Ever so slowly, he moved his hand from scar to scar across my back. "These aren't your fault you know."

"Zeke.."

"Listen to me Felix. These scars are not your fault. You didn't do anything wrong. And even if you had, that didn't give that man the right to.. it's just not okay, what he did." His soft hands moved to the scars on my stomach, "These aren't your fault either. That teenager shouldn't have been driving drunk." His left hand stayed near my navel while his right dropped to a jagged scar on my upper thigh, "And these? You were 6, Felix. There's nothing you could have done. Nobody could have saved them. It was dark. No one saw the truck until... it wasn't your fault." There were tears in both of our eyes now.

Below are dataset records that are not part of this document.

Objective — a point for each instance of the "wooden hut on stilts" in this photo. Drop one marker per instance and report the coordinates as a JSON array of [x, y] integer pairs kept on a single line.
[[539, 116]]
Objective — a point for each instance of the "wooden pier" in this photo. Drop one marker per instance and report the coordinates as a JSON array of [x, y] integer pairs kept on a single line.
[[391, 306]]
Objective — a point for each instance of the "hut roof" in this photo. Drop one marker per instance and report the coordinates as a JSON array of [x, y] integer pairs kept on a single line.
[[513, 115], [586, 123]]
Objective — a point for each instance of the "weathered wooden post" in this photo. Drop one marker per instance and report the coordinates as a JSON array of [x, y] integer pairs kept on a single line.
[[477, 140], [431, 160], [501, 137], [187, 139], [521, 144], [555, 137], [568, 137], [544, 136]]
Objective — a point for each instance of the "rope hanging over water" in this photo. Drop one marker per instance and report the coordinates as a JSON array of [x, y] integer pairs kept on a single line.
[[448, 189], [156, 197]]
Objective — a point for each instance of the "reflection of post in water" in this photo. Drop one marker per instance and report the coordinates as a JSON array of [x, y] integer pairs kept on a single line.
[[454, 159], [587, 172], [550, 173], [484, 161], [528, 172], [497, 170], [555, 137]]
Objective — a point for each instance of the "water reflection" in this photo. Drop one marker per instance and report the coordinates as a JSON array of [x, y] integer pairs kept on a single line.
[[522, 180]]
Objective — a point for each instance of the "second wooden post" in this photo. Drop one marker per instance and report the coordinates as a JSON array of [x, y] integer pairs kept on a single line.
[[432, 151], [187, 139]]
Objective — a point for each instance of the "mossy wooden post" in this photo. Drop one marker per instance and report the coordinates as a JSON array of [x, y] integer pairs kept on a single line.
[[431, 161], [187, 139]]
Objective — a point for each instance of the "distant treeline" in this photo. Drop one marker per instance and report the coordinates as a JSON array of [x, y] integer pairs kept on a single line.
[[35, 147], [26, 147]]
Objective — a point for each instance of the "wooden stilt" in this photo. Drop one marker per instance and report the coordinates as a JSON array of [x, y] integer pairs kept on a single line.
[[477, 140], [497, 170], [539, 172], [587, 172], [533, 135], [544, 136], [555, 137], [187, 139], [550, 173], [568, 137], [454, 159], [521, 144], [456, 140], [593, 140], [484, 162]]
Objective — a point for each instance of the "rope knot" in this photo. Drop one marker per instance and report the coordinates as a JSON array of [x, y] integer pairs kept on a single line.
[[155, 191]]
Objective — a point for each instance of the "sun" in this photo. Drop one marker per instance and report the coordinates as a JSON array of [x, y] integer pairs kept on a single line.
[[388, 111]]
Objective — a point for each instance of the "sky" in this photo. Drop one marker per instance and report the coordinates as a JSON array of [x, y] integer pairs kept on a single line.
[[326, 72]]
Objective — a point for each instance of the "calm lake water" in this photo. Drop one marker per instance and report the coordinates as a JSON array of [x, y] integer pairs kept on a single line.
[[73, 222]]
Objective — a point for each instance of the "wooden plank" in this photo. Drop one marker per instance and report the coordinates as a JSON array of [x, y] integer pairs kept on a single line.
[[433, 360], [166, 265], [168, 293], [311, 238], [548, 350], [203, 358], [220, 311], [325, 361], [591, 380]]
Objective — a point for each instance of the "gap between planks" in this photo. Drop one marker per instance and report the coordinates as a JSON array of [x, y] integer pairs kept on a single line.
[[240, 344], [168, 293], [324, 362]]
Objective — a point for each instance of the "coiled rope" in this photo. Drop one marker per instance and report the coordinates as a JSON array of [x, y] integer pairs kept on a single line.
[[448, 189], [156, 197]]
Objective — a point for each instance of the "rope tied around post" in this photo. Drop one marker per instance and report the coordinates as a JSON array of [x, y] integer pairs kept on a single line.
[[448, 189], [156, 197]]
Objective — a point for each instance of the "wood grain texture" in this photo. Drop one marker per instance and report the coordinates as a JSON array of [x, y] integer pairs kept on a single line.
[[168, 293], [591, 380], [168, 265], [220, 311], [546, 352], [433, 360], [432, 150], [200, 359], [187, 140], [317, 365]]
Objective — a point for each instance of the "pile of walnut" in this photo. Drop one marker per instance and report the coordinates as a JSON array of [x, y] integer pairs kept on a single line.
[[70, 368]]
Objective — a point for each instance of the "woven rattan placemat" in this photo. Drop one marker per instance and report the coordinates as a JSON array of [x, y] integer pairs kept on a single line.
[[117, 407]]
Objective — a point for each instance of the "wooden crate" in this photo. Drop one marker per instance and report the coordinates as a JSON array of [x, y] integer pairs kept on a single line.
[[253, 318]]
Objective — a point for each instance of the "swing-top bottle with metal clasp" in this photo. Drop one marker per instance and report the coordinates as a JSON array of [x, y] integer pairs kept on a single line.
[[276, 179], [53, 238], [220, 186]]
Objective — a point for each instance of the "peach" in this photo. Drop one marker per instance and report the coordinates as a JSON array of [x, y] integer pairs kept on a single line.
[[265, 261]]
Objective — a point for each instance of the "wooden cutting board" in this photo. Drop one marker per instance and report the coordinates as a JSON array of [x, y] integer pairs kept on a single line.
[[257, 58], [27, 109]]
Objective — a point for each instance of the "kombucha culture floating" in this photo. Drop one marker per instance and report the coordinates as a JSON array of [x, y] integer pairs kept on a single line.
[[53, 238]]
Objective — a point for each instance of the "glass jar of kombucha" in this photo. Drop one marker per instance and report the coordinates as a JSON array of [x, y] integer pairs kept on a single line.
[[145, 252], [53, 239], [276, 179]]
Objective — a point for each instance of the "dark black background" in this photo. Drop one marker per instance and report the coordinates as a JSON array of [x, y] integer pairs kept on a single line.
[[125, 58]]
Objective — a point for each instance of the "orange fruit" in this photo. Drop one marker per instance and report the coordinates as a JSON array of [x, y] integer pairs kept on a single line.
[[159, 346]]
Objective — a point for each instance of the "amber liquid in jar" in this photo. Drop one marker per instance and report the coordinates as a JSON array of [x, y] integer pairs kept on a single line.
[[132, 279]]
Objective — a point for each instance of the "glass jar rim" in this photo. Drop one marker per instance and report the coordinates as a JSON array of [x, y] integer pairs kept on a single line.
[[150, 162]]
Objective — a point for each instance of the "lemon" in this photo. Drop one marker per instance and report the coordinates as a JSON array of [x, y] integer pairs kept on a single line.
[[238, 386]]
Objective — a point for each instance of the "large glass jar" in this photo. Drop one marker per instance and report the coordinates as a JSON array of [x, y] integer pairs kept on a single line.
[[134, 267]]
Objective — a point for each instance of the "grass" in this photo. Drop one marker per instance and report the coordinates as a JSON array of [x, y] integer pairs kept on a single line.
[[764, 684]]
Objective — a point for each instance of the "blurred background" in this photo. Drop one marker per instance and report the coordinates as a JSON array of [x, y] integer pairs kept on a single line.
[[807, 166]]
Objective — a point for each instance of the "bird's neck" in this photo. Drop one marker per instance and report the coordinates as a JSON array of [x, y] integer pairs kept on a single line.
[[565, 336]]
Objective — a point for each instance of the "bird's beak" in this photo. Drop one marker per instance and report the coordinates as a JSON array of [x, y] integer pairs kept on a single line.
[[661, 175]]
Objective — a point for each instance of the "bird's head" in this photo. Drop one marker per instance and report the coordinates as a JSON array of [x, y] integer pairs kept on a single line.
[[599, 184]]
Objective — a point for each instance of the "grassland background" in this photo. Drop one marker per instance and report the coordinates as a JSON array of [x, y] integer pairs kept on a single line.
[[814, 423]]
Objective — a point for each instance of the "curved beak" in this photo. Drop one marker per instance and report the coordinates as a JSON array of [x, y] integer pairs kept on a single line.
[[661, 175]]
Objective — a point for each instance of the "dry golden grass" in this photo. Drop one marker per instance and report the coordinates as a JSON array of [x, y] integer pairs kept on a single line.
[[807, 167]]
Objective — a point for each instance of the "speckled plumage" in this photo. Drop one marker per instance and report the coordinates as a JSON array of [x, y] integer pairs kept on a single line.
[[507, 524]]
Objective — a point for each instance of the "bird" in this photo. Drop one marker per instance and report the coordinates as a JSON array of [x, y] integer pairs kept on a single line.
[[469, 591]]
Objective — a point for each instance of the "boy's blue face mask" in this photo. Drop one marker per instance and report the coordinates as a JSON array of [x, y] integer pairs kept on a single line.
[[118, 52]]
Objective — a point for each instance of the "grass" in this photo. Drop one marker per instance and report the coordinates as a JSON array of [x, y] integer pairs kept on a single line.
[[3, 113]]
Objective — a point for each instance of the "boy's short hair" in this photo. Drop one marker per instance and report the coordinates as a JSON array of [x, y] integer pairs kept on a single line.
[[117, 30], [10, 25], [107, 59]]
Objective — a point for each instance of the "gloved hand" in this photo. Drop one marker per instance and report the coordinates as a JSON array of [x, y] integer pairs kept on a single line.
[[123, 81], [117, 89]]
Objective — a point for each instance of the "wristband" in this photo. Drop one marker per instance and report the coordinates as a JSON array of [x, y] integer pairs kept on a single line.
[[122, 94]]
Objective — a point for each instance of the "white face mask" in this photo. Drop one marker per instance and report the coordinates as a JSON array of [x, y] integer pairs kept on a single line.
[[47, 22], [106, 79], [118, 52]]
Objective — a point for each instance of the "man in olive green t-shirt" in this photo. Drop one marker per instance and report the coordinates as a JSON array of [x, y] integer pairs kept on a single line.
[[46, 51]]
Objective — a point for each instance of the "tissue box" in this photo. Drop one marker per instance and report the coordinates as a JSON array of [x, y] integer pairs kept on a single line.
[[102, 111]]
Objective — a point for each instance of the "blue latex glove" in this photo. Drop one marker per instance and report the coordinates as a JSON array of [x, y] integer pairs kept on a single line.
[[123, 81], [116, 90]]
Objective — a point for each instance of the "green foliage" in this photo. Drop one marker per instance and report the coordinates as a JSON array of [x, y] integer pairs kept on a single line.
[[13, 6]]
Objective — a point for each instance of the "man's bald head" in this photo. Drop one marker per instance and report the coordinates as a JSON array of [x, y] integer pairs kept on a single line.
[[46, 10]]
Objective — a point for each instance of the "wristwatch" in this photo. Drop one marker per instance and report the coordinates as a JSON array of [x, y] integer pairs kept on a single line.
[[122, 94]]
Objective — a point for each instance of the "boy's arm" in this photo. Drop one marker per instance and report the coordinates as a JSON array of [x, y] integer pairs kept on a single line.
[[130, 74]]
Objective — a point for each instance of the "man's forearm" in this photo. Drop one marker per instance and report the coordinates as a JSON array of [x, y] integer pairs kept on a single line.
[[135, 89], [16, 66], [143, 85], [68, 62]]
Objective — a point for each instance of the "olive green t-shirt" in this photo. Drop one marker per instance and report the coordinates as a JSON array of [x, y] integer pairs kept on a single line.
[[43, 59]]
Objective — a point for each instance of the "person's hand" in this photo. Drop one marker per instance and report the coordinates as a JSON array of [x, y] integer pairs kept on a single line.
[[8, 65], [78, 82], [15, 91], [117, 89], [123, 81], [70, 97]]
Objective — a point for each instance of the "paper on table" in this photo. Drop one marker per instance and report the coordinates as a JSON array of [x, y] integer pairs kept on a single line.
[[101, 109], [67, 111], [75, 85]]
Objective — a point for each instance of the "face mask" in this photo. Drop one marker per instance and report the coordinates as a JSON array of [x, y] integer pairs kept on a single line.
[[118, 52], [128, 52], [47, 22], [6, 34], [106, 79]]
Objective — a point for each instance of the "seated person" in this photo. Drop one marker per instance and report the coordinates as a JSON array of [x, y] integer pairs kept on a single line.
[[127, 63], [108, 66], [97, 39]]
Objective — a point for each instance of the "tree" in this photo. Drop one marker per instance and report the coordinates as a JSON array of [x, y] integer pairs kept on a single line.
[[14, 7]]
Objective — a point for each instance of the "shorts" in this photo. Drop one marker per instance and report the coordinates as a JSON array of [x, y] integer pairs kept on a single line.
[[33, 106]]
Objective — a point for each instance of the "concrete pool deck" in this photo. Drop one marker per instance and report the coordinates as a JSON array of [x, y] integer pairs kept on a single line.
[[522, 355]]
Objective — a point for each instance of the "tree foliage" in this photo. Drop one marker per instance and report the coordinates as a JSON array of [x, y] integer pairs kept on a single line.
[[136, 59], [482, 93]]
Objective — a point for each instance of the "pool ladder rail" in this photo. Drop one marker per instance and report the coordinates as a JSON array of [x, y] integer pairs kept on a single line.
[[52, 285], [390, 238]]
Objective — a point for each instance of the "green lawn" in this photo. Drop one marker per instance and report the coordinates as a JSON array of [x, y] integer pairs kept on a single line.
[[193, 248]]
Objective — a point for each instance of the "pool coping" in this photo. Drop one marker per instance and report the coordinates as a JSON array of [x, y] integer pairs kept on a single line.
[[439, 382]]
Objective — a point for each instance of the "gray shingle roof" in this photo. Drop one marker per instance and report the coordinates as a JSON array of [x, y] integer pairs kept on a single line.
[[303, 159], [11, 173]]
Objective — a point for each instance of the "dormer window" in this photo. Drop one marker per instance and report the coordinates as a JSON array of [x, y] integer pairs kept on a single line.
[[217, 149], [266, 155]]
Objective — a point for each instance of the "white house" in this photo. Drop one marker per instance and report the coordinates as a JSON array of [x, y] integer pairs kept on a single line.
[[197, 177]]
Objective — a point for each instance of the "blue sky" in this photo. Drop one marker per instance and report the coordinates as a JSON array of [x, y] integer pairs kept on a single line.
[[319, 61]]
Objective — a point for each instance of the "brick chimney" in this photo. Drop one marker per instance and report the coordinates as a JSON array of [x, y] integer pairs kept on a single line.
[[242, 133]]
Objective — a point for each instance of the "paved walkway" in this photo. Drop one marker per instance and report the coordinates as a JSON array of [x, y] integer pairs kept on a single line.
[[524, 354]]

"And finally," he lifted my wrists up with his hands. God, those perfect hands. He held them firmly and kissed every scar on my wrists. Every single one. All the way up to the crook of my elbow. When he finished, he looked at me, tears streaming down his face and choked out, "These weren't your fault either. You were too young for any of the terrible things that happened. You were too young to lose your family. You were too young to be beaten. You were to young to be alone. But you survived. All of these are battle scars. And you won. You won the whole goddamn war."

We were both sobbing at this point, the pizzas in the kitchen long forgotten.

We knew that life was hard, but as long as we had each other to kiss away our scars, we would be okay.